薛安甯还没有和郁燃吵过架,但听黄遐说过一点,郁燃生起气来的样子让人挺害怕的。
那说,我不开心。
只说不开心,好像又说得不太直白。
薛安甯很少像这样说一句话要纠结半天,于是最后抿起的唇又缓缓松开,抬眸重新看向郁燃时,说了一句同样别扭的话:“你是不是喜欢做音乐,多过喜欢我?”
“啊?”
郁燃也是轻轻一声,被问愣住了。
四目相对的瞬间,她看见有委屈的情绪在薛安甯眼睛里打转,打结的思绪忽然就被理清。
她就说,自己好像忽略了什么东西。
是的,郁燃太想当然了。
她想当然地以为,薛安甯能猜到。
但薛安甯憋半天就问出这么一句别别扭扭的话。
怎么办呢?
可是生气委屈的时候,也好可爱。
郁燃低下头努力克制唇边牵起的细微弧度,要笑不笑的模样。
被薛安甯瞧见:“你笑什么?”
“没有……”
“什么没有,”她起身走到郁燃身前弯腰去看郁燃的表情,对方目光与她相触的一刹,将脸别往一侧,躲开,还在笑,“哪里没有,你就是在笑!”
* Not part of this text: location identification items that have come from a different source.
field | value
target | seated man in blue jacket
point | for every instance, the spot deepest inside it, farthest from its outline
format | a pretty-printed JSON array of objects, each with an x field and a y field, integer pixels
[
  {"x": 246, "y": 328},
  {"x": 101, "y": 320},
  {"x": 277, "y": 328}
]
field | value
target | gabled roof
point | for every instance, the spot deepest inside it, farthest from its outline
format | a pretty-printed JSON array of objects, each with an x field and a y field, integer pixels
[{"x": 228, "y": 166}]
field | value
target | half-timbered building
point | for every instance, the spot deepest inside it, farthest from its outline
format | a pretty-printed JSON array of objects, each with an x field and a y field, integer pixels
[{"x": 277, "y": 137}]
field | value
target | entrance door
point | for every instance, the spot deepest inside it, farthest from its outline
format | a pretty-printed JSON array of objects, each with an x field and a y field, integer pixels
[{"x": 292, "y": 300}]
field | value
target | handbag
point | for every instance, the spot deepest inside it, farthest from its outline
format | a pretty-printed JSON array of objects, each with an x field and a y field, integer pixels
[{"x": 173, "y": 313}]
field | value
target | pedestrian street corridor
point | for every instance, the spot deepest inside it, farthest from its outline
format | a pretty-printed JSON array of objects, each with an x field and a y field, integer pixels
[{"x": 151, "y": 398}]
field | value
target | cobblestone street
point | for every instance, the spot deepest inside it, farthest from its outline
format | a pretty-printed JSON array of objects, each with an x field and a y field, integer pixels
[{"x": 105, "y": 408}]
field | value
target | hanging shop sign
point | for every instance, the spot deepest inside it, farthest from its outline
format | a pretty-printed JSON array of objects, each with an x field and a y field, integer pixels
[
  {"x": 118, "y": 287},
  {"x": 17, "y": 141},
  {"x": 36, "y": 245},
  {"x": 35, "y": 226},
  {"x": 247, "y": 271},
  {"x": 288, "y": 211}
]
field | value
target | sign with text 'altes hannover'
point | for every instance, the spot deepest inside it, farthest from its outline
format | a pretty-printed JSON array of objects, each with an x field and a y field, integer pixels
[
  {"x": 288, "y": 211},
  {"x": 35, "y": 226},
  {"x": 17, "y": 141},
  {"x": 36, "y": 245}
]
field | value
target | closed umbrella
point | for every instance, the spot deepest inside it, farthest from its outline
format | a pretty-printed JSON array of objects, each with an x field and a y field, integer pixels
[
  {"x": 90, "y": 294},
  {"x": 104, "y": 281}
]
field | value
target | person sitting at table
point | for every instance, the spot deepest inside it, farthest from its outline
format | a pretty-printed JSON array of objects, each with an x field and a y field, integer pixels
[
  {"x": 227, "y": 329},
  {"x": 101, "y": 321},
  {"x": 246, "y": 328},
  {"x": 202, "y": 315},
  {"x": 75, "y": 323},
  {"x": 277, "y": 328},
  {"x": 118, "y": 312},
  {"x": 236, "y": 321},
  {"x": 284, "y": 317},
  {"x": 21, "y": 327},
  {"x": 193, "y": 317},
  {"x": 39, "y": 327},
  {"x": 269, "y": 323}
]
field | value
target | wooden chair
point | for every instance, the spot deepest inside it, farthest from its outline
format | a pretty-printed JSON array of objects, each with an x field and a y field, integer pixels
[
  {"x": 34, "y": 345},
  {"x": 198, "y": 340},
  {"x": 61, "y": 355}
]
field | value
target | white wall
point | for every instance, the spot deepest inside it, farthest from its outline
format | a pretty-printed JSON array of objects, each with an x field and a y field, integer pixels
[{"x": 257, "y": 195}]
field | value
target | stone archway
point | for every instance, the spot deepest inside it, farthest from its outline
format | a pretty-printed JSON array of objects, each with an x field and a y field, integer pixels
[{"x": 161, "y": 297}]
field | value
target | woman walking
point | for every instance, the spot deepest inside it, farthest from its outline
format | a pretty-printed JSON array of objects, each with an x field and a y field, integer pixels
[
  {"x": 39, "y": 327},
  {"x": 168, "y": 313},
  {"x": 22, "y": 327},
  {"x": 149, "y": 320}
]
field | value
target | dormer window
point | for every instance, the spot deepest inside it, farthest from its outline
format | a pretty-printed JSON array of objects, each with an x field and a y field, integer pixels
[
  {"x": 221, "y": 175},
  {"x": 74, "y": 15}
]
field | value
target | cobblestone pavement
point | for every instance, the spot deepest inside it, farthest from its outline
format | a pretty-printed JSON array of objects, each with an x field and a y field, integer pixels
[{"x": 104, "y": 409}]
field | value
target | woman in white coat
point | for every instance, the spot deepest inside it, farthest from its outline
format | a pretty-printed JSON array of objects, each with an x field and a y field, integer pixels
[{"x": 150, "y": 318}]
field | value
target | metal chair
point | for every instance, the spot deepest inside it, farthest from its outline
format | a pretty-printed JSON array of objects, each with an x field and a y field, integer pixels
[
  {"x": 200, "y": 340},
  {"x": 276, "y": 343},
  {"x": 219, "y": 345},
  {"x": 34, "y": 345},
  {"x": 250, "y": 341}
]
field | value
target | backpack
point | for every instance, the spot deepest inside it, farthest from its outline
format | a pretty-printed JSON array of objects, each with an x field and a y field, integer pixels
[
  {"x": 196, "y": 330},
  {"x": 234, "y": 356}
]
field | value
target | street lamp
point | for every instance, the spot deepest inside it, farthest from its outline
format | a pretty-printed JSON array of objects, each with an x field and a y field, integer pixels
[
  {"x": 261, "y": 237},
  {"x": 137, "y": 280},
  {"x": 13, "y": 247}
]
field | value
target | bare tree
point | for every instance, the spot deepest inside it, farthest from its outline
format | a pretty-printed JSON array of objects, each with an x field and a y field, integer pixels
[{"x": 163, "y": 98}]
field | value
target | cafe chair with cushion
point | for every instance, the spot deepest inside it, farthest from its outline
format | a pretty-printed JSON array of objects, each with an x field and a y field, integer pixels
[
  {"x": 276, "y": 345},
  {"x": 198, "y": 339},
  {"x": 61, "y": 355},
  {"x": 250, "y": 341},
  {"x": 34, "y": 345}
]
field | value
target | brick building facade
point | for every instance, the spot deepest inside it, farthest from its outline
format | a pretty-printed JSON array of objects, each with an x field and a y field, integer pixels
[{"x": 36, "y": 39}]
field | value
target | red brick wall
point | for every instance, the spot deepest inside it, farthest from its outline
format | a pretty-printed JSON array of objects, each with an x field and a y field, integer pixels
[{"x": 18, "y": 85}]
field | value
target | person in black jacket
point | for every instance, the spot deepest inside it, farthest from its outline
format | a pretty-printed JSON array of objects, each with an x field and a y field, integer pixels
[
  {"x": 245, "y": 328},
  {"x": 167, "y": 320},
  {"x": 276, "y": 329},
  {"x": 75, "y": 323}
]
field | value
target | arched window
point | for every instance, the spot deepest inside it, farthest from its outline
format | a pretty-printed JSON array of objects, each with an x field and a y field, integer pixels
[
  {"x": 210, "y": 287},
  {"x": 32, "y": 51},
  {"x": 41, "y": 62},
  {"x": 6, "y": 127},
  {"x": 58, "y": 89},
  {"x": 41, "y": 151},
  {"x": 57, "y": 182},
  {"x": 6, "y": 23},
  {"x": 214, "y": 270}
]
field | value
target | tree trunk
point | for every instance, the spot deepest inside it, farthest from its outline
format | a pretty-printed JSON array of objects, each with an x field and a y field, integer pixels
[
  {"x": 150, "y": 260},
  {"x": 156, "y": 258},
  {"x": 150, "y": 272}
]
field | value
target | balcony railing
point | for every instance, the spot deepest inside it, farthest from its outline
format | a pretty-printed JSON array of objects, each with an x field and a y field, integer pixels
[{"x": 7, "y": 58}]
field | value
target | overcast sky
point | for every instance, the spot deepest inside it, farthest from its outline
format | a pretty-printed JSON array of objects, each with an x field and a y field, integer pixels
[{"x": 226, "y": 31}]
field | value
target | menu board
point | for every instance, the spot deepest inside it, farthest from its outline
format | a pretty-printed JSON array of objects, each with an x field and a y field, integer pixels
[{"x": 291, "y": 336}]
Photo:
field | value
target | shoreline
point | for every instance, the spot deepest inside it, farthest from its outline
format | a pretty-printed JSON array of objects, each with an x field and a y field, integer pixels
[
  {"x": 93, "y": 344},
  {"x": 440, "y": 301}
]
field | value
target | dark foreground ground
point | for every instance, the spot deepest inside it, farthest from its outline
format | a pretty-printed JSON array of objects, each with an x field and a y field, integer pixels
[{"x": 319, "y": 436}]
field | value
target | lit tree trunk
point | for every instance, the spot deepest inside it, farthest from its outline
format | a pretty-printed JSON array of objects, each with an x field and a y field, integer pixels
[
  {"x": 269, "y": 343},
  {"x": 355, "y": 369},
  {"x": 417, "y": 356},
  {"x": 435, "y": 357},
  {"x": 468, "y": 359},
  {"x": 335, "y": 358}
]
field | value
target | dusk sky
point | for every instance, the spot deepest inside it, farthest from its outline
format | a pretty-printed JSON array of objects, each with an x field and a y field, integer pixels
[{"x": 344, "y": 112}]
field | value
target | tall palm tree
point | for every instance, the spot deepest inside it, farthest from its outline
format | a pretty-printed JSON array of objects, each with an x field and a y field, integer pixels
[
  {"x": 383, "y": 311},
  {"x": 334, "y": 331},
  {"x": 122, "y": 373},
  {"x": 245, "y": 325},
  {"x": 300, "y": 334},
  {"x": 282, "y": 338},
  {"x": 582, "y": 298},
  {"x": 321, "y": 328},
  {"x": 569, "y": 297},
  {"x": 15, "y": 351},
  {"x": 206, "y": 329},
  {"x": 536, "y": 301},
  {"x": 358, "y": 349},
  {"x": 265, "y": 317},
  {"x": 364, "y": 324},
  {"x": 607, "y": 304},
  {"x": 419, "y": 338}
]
薛安甯眼下更生气了,还有点羞恼:“你看着我,我在和你认认真真说话,你在笑什么啊?”
郁燃抿紧唇将笑意都收敛起来,一本正经地看向薛安甯,好一会儿,才重新开口:“嗯,那……对不起。”
那就道个歉吧。
她认真回答:“没有喜欢做音乐多过做你。”
薛安甯:“??你在说什么啊?”
“啊?”郁燃反应了一秒,磕磕巴巴地改开,“对不起说错了,是,没有喜欢做音乐多过喜欢你。”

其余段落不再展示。